Intervention de Bernard Cazeneuve

Réunion du 17 juin 2014 à 14h30
Candidats aux élections municipales avec la nuance « sans étiquette » — Adoption d'une proposition de loi dans le texte de la commission

Bernard Cazeneuve, ministre :

Cela étant, je n’entends pas faire diversion, car je souhaite que la discussion sur ce sujet important soit la plus riche et la plus approfondie possible. Je suis très heureux d’être présent parmi vous cet après-midi pour l’examen de la proposition de loi de M. Jean-Claude Carle, dont je sais qu’elle a fait l’objet de l’approbation unanime des membres de la commission des lois la semaine passée.

Ce texte, déposé le 14 mars 2014, relaie de nombreuses plaintes de candidats et des critiques parfois assez vives de la part d’associations d’élus, dont j’ai été très largement saisi à l’occasion des élections municipales.
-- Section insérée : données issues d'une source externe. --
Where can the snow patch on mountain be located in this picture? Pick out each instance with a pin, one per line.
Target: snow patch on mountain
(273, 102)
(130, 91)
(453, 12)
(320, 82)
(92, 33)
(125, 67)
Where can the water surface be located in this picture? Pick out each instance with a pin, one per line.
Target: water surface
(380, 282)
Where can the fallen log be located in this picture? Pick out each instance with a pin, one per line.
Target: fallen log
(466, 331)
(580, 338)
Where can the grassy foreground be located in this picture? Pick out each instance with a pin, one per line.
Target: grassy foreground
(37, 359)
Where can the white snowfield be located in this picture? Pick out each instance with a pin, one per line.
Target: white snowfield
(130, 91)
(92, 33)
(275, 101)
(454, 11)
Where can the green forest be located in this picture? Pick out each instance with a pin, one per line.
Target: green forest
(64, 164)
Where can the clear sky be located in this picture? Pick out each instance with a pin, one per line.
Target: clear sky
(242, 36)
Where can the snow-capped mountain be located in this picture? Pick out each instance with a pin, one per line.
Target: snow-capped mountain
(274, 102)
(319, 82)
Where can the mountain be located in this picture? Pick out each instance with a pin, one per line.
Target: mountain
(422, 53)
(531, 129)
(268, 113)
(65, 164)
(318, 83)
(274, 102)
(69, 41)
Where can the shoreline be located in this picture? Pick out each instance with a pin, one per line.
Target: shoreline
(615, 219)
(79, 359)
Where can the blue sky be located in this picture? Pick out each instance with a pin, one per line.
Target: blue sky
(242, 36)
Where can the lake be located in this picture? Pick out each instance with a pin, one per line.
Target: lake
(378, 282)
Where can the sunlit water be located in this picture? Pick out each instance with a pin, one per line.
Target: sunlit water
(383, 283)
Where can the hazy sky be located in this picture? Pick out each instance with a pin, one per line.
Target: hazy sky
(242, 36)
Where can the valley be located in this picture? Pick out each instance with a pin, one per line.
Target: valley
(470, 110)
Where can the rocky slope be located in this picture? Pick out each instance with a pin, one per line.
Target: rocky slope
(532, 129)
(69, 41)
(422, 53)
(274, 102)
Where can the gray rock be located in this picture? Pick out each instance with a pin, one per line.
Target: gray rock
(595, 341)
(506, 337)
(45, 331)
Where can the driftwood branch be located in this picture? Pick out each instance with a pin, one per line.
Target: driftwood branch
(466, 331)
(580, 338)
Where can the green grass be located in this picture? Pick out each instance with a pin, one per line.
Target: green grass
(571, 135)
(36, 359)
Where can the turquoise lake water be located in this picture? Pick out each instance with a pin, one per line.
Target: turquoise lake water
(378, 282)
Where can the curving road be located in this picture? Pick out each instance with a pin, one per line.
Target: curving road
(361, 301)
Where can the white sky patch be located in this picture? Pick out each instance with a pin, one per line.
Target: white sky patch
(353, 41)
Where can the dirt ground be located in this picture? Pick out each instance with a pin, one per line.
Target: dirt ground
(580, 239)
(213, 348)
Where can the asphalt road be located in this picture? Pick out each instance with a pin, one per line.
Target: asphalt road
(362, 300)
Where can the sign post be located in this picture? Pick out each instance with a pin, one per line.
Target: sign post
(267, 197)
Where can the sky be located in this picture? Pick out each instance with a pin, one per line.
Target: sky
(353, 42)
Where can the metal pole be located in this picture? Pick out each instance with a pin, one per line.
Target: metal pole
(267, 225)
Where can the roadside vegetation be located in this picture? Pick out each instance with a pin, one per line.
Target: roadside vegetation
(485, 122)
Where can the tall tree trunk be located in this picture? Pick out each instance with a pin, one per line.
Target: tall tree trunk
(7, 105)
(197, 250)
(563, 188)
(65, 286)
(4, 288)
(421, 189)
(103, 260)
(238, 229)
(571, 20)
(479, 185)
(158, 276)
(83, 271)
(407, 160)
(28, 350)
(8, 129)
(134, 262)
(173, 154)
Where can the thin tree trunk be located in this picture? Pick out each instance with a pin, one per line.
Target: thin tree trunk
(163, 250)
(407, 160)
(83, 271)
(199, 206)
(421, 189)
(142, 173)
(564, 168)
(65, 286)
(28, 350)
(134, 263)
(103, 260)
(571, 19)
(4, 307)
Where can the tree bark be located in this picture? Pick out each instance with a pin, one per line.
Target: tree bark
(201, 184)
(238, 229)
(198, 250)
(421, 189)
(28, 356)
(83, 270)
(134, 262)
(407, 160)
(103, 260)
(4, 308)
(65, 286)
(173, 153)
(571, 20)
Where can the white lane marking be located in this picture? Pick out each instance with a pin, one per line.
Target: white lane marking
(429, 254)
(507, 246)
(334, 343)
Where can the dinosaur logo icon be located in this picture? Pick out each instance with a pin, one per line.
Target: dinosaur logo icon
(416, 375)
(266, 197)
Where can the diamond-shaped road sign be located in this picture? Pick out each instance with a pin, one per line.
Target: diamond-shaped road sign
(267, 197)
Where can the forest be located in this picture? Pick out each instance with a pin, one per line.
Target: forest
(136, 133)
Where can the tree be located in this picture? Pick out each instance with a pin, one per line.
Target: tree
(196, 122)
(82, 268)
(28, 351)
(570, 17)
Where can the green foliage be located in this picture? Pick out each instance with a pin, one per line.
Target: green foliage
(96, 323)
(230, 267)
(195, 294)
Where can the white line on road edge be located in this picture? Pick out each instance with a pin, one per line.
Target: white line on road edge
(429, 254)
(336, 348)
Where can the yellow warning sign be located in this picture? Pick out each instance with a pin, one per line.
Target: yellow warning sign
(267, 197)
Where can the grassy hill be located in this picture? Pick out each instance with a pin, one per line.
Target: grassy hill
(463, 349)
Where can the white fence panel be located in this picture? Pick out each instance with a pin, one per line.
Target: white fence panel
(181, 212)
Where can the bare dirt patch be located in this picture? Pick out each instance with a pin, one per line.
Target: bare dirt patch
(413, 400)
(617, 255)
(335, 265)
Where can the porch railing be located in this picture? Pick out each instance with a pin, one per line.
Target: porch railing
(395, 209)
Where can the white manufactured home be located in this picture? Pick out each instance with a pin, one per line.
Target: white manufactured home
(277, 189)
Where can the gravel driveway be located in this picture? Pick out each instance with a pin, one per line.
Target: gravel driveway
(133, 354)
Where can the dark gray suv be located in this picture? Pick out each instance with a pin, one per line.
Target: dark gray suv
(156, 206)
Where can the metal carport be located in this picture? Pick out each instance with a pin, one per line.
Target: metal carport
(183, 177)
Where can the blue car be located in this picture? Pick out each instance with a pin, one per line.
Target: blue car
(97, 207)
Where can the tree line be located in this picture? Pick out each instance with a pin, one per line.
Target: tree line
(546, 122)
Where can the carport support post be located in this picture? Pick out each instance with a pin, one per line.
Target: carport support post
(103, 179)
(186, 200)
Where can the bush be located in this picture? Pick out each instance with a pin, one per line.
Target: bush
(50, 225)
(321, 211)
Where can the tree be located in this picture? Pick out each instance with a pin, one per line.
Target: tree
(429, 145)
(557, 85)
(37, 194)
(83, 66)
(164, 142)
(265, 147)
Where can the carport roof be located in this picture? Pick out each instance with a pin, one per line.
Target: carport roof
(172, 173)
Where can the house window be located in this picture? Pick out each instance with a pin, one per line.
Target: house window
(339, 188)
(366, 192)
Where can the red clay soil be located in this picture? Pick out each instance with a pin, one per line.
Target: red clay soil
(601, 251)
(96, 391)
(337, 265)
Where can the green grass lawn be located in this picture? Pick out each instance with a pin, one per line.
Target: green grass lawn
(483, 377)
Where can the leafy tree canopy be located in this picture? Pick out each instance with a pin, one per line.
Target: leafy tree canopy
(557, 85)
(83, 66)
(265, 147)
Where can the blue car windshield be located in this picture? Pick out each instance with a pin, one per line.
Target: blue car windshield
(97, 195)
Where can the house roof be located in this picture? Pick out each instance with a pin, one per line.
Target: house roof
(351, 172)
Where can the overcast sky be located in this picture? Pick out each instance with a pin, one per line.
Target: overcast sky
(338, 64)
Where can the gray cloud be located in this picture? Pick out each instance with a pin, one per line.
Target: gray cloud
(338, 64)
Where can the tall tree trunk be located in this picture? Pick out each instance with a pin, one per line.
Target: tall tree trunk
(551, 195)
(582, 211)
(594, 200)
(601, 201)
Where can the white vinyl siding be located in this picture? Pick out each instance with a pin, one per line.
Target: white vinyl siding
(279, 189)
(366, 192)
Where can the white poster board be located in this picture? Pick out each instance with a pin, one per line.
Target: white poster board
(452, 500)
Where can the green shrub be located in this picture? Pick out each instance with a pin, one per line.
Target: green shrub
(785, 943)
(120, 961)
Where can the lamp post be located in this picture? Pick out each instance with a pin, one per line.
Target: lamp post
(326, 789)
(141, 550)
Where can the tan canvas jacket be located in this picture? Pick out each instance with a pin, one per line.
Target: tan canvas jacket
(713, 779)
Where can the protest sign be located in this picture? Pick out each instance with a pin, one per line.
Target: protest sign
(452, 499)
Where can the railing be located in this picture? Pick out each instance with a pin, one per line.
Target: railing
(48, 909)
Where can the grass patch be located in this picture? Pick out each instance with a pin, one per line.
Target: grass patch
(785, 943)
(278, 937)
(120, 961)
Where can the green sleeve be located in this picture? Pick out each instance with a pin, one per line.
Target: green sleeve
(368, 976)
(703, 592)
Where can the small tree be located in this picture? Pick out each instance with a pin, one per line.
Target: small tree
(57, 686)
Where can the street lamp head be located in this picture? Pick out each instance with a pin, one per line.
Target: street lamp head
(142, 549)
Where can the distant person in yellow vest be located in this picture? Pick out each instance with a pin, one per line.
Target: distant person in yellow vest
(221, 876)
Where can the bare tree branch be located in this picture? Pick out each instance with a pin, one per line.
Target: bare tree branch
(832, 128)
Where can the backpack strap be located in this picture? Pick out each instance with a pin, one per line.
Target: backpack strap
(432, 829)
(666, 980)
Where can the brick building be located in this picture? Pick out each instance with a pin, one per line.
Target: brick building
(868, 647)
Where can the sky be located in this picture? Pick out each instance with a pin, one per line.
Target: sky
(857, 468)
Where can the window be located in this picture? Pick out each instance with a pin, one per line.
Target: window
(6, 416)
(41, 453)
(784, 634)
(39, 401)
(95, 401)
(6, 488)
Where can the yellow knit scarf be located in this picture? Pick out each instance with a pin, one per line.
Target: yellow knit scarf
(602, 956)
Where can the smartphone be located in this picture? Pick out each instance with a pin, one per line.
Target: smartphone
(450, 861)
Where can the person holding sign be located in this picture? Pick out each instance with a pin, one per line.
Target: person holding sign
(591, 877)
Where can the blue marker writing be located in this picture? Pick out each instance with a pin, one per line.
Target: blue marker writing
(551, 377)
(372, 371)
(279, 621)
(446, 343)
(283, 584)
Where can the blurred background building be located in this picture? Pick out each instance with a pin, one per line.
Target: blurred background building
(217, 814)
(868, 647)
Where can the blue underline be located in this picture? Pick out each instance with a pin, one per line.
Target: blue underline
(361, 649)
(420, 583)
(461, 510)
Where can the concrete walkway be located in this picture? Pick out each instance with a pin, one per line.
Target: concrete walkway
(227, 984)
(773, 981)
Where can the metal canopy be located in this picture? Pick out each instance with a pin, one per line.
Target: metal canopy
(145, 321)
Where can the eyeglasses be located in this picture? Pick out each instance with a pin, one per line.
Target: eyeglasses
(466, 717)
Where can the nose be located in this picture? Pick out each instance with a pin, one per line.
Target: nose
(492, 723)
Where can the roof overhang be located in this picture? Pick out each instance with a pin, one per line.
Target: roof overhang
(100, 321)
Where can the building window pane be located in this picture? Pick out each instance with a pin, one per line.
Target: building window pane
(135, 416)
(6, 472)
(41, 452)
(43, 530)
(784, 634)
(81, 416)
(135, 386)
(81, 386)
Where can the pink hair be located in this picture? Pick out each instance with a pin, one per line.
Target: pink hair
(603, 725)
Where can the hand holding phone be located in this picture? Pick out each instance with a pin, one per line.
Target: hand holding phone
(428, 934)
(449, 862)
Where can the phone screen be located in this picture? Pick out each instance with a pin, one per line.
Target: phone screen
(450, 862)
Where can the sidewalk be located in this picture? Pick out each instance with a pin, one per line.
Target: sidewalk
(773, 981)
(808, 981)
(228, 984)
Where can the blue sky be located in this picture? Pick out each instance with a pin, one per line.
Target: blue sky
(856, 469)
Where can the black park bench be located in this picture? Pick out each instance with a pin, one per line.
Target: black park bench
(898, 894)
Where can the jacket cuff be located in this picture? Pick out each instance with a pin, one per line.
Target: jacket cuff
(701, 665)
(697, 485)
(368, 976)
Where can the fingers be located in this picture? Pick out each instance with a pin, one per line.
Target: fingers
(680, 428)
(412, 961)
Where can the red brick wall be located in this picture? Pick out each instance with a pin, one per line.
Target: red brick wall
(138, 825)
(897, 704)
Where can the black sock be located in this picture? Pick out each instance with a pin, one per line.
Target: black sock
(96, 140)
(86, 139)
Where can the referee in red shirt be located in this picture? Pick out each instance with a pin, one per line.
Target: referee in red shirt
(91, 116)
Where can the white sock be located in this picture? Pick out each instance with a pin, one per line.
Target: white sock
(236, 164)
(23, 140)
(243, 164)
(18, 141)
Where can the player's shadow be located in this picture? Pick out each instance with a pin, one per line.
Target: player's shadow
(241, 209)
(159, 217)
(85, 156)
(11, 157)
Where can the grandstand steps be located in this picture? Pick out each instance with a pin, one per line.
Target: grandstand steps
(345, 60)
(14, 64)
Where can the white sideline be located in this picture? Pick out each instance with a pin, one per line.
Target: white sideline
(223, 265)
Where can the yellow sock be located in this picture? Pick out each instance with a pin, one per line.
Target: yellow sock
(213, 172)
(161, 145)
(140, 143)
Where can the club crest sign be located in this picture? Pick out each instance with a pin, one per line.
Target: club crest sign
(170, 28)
En ma qualité de ministre de l’intérieur, responsable de l’organisation des élections, je suis, comme vous, très attaché à la démocratie locale, et plus particulièrement au pouvoir des maires. J’ai été très sensible aux diverses oppositions qu’a pu susciter le système de nuançage introduit à l’occasion du renouvellement municipal de 2014 et je cherche, moi aussi, à arrêter un dispositif qui permette de répondre aux préoccupations qui se sont exprimées.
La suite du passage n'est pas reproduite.